Carr reached out to us to let us know about his video for Tycho Jones. Carr thinks it’s the first video ever made entirely from cyanotype prints. Edd Carr directed, edited, printed and animated the entire video himself. Carr’s video work, which you can see more of on his website and his Vimeo page, utilizes numerous analog and alternative methods and techniques.

As a bit of background on the cyanotype photographic printing process, it was first discovered by English scientist and astronomer Sir John Herschel in 1842. In the decades following Herschel’s work, the cyanotype printing process was primarily used by engineers to produce copies of drawings, known as ‘blueprints.’ Blueprints get their name from the cyan-blue print that results from the cyanotype process.

While the light-sensitive solution, which comprises potassium ferricyanide and ferric ammonium citrate, starts as a sort of yellowish-green liquid, it turns dark blue when exposed to sufficient ultraviolet light. It’s not a highly light-sensitive solution, so exposure times range from a few seconds up to 10-20 minutes on an overcast day.

A simple kind of cyanotype print is referred to as a photogram. You arrange objects, like pressed plants and flowers, on top of the paper that’s been coated with light sensitivity solution and then expose it to light. After washing off the liquid, you’ve got a cyanotype print.
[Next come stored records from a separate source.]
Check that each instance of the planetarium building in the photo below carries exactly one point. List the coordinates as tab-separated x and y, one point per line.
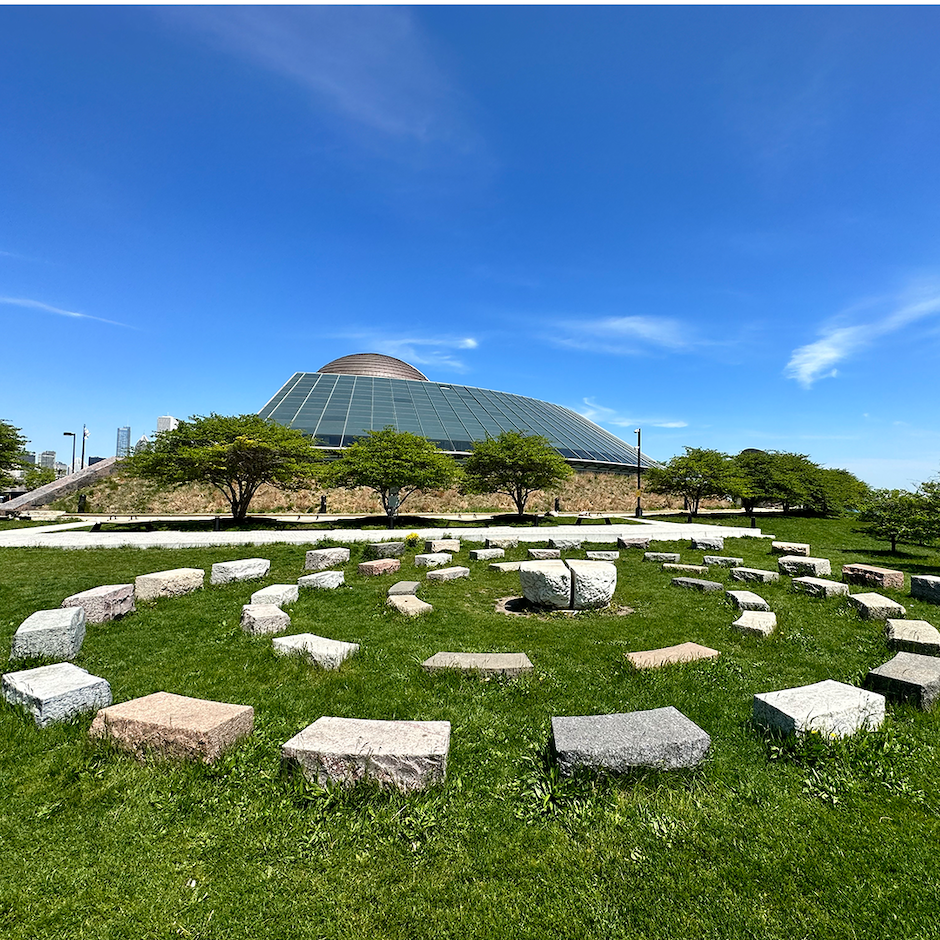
350	396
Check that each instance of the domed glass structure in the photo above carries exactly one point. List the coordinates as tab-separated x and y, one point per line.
365	392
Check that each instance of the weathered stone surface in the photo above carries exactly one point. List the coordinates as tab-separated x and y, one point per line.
799	567
319	558
790	548
449	574
325	580
830	708
330	654
913	636
277	594
264	618
245	569
56	634
873	575
660	737
697	584
747	600
433	560
593	583
754	574
174	725
873	606
404	587
926	587
502	543
688	569
435	546
409	755
708	543
104	603
409	604
486	664
55	693
371	569
820	587
669	655
547	583
908	677
172	583
756	622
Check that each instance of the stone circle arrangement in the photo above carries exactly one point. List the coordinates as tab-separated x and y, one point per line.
411	755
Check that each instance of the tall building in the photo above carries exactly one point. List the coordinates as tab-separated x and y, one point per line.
124	442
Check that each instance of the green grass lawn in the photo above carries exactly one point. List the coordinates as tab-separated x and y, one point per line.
768	839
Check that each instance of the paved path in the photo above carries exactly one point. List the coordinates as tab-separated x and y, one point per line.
69	535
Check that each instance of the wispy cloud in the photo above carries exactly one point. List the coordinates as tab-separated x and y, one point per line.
818	360
46	308
601	414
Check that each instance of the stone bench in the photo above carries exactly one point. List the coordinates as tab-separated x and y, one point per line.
174	726
245	569
51	634
55	693
830	708
330	654
662	738
172	583
104	603
873	575
409	755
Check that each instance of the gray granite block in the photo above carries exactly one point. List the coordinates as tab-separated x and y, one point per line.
662	738
277	594
104	603
56	693
748	600
871	606
820	587
913	636
697	584
449	574
486	664
830	708
56	634
409	755
245	569
319	558
754	574
322	580
908	677
330	654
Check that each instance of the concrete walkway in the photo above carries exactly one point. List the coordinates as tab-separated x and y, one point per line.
70	535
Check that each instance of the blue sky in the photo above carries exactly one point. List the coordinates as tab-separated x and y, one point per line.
721	224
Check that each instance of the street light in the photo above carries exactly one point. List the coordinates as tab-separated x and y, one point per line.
639	483
71	434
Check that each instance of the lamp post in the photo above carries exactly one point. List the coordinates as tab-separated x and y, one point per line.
639	483
71	434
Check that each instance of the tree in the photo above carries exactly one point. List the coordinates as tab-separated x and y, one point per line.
233	454
395	464
694	475
11	451
516	464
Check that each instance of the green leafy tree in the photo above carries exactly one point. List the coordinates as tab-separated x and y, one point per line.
516	464
236	455
395	464
695	475
11	450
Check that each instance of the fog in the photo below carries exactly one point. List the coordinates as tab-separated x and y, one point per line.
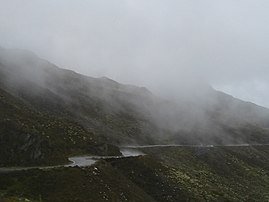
163	45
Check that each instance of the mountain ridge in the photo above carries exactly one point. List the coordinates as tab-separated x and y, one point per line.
125	114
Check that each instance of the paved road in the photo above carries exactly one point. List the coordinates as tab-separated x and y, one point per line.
127	151
80	161
184	145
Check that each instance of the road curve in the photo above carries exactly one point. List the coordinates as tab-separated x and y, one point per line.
127	151
81	161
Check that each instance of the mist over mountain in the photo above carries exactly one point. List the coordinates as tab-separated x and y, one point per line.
125	114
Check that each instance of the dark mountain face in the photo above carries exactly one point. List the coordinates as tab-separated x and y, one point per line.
124	114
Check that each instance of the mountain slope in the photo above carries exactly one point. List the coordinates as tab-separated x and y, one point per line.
103	111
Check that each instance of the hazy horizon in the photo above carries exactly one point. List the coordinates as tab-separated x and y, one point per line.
157	44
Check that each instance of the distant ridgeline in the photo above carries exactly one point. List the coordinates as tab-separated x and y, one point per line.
48	113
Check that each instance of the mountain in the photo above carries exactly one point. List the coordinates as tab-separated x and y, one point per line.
49	113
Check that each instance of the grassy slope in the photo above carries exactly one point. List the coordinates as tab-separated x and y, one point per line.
30	137
166	174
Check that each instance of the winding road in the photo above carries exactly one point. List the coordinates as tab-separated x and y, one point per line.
127	151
You can learn more about this method in the video below from Ekaterina Smirnova.

As you can see, the cyanotype process reverses light and dark, so to create cyanotype prints like the ones used by Edd Carr in the Tycho Jones music video, you must work with a negative original to create a final positive image. You can see some of these positive image cyanotype prints that Carr made for the video in the Instagram post below.

The cyanotype process is quite flexible, and it can be scaled up to incredible sizes. For example, in 2017, Stefanos Tsakiris created a 276.64 square meter cyanotype in Thessaloniki, Greece. The print, which holds the world record for the largest cyanotype print, was made to help teach people about cyanotype photography and increase environmental awareness.

Last year, we covered a video from French photographer Mathieu Stern. In the video, seen below, Stern developed 120-year-old glass negatives that were found in a time capsule using the cyanotype process. It’s a very cool look into the past and fitting use of the cyanotype process.